Mitochondrial P2X7 Receptor Localization Modulates Energy Metabolism Enhancing Physical Performance

Abstract

Basal expression of the P2X7 receptor (P2X7R) improves mitochondrial metabolism, Adenosine 5'-triphosphate (ATP) synthesis, and overall fitness of immune and non-immune cells. We investigated P2X7R contribution to energy metabolism and subcellular localization in fibroblasts (mouse embryo fibroblasts and HEK293 human fibroblasts), mouse microglia (primary brain microglia, and the N13 microglia cell line), and heart tissue.

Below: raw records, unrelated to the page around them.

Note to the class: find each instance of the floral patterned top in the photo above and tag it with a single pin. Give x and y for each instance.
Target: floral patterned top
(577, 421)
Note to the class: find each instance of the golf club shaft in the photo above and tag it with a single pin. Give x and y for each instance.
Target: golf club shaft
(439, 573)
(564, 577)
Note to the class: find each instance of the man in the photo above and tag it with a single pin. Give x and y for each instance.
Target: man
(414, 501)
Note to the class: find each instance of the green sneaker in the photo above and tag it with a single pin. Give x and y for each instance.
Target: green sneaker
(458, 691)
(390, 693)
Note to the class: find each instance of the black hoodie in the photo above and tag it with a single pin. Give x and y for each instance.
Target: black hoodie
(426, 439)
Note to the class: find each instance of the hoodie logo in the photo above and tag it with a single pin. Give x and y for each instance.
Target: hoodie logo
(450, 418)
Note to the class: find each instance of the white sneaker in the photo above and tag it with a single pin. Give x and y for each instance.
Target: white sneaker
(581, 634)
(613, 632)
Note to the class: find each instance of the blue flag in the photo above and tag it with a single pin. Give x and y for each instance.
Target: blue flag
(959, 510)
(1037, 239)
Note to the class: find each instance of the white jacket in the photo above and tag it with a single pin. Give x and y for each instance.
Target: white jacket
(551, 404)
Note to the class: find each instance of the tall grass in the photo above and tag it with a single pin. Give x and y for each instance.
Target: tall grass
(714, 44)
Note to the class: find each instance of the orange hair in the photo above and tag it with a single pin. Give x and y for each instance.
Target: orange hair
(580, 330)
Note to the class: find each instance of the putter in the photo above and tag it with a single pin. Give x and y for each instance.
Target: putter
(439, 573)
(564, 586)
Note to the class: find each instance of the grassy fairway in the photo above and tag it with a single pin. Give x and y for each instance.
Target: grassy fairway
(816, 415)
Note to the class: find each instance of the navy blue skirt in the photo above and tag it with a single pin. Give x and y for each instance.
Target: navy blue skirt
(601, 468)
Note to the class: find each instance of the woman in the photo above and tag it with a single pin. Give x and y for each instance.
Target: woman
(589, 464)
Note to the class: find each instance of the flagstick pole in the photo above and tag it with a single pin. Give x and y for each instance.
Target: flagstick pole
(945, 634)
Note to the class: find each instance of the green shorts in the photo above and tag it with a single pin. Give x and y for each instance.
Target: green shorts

The P2X7R localizes to mitochondria, and its lack (1) decreases basal respiratory rate, ATP-coupled respiration, maximal uncoupled respiration, resting mitochondrial potential, mitochondrial matrix Ca²⁺ level, (2) modifies expression pattern of oxidative phosphorylation enzymes, and (3) severely affects cardiac performance. Hearts from P2rx7-deleted versus wild-type mice are larger, heart mitochondria smaller, and stroke volume, ejection fraction, fractional shortening, and cardiac output, are significantly decreased. Accordingly, the physical fitness of P2X7R-null mice is severely reduced. Thus, the P2X7R is a key modulator of mitochondrial energy metabolism and a determinant of physical fitness.

Keywords: P2X7; dilated cardiomyopathy; extracellular ATP; mitochondria; oxidative phosphorylation; purinergic signaling; respiratory chain.

Graphical Abstract

Figure 1.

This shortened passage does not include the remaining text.